Sob o pretexto de “adequar-se” às normas jurídicas a prefeitura basicamente:
- Pretende retirar (demitir) da Atenção Básica todos os profissionais da saúde mental contratados pelo SSCF (com realização de concursos a posteriori que não cobrem nem metade dos funcionários que estão sendo retirados)
- Retirar dos prédios públicos todos os serviços de Saúde Mental que agora foram assumidos pela Gestão do SSCF (incluindo Centro de Convivência Tear das Artes, Caps-Sul e Caps-Integração)
- Retirar dos Distritos os apoiadores de Saúde Mental
- Retirar dos serviços de saúde mental todos os servidores públicos (alguns com mais de 15 anos de dedicação á saúde mental do município).
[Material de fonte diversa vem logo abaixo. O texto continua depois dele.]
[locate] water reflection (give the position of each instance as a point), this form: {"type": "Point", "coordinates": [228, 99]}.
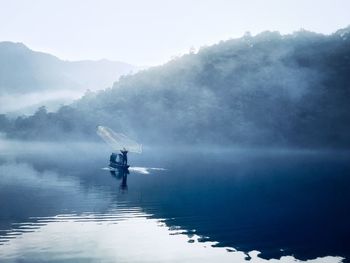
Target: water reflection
{"type": "Point", "coordinates": [121, 174]}
{"type": "Point", "coordinates": [119, 235]}
{"type": "Point", "coordinates": [281, 206]}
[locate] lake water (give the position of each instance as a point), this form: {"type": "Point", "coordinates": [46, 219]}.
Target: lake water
{"type": "Point", "coordinates": [59, 203]}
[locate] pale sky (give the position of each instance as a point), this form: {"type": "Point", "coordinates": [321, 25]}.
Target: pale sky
{"type": "Point", "coordinates": [150, 32]}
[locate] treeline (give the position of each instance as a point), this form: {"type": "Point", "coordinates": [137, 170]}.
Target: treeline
{"type": "Point", "coordinates": [267, 90]}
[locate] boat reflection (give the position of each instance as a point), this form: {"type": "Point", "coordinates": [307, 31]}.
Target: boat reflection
{"type": "Point", "coordinates": [121, 174]}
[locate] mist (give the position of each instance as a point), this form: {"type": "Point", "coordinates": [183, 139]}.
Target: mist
{"type": "Point", "coordinates": [269, 90]}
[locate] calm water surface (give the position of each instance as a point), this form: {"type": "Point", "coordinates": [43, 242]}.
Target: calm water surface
{"type": "Point", "coordinates": [58, 203]}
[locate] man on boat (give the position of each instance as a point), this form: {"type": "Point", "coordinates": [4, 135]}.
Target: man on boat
{"type": "Point", "coordinates": [125, 156]}
{"type": "Point", "coordinates": [113, 158]}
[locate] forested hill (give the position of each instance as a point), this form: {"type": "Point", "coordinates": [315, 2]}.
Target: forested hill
{"type": "Point", "coordinates": [266, 90]}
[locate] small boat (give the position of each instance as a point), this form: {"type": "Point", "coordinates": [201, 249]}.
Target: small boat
{"type": "Point", "coordinates": [118, 165]}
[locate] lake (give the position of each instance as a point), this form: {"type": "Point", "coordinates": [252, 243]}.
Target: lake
{"type": "Point", "coordinates": [60, 203]}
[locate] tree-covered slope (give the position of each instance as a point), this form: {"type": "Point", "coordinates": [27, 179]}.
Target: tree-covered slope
{"type": "Point", "coordinates": [267, 90]}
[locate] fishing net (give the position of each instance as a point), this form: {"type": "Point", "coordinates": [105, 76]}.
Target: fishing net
{"type": "Point", "coordinates": [118, 141]}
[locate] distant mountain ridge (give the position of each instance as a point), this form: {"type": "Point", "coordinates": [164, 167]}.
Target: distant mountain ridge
{"type": "Point", "coordinates": [30, 79]}
{"type": "Point", "coordinates": [25, 70]}
{"type": "Point", "coordinates": [267, 90]}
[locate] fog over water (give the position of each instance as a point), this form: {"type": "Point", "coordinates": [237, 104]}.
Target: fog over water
{"type": "Point", "coordinates": [62, 204]}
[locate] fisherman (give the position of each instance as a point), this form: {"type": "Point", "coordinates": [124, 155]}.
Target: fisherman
{"type": "Point", "coordinates": [125, 156]}
{"type": "Point", "coordinates": [113, 158]}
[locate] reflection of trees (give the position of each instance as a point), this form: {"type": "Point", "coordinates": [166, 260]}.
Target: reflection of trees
{"type": "Point", "coordinates": [121, 175]}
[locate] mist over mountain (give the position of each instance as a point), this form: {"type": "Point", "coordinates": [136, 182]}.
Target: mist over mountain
{"type": "Point", "coordinates": [29, 78]}
{"type": "Point", "coordinates": [266, 90]}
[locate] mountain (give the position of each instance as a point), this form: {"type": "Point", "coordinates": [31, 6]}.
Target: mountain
{"type": "Point", "coordinates": [268, 90]}
{"type": "Point", "coordinates": [38, 78]}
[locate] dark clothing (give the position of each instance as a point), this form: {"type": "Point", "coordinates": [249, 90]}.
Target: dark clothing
{"type": "Point", "coordinates": [113, 158]}
{"type": "Point", "coordinates": [125, 156]}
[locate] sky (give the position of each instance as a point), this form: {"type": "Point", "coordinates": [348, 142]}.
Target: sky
{"type": "Point", "coordinates": [148, 33]}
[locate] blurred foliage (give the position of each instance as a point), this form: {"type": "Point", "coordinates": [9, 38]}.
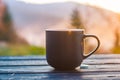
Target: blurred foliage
{"type": "Point", "coordinates": [7, 33]}
{"type": "Point", "coordinates": [116, 50]}
{"type": "Point", "coordinates": [21, 50]}
{"type": "Point", "coordinates": [76, 21]}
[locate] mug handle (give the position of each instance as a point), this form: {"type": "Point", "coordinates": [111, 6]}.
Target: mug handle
{"type": "Point", "coordinates": [98, 41]}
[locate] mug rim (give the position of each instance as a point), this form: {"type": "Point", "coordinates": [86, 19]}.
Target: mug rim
{"type": "Point", "coordinates": [64, 30]}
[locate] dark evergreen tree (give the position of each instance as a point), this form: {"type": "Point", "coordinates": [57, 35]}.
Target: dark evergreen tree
{"type": "Point", "coordinates": [76, 21]}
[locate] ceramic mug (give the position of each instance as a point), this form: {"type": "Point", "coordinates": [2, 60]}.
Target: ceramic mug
{"type": "Point", "coordinates": [65, 48]}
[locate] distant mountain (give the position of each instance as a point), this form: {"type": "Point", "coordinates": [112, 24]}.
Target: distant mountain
{"type": "Point", "coordinates": [31, 20]}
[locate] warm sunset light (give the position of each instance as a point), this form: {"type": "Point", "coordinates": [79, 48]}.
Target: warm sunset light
{"type": "Point", "coordinates": [107, 4]}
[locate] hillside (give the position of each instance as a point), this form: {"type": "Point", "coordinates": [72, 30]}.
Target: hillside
{"type": "Point", "coordinates": [31, 20]}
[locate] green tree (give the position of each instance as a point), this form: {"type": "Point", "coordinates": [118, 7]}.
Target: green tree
{"type": "Point", "coordinates": [76, 21]}
{"type": "Point", "coordinates": [8, 33]}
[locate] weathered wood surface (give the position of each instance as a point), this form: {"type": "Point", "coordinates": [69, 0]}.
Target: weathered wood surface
{"type": "Point", "coordinates": [96, 67]}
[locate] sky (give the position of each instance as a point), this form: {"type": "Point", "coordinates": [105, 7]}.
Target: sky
{"type": "Point", "coordinates": [113, 5]}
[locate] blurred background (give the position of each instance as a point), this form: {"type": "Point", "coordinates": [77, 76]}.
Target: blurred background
{"type": "Point", "coordinates": [23, 24]}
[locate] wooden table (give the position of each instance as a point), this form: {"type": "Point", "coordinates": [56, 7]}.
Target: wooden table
{"type": "Point", "coordinates": [96, 67]}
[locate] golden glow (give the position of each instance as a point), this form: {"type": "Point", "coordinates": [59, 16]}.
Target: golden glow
{"type": "Point", "coordinates": [113, 5]}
Se esse tipo de adequação jurídica fosse realizada com responsabilidade sanitária, respeito ao vínculo, e na direção da publicização do sistema de saúde mental campineiro, seria diferente, mas trata-se do oposto, um movimento de desresponsabilização da secretaria de Saúde de seu compromisso com a saúde mental, feita de maneira pouco cuidadosa.
Aliado a isso, a despeito das decisões dos Conselhos de Saúde e da rede de trabalhadores, o município aliou-se ao governo do Estado, já anunciando a parceira com as Comunidades Terapêuticas e a inclusão de Campinas no Programa Recomesso do estado de São Paulo – Onde são implementados serviços como o CRATOD - para os mentaleiros comprometidos com a reforma o “poupa tempo para as internações involuntárias e compulsórias”.
Para um município como Campinas, com uma rede robusta de atenção psicossocial, esse é um grande retrocesso ou, como aponta o relatório de Genebra da ONU, uma prática degradante e desumana de abuso de poder das práticas de cuidado em saúde.
Campinas precisa contar agora com uma movimentação nacional de diferentes movimentos e instituições em apoio à nossa cidade, em apoio a Saúde Mental que queremos. Divulguem e nos ajudem manifestando-se!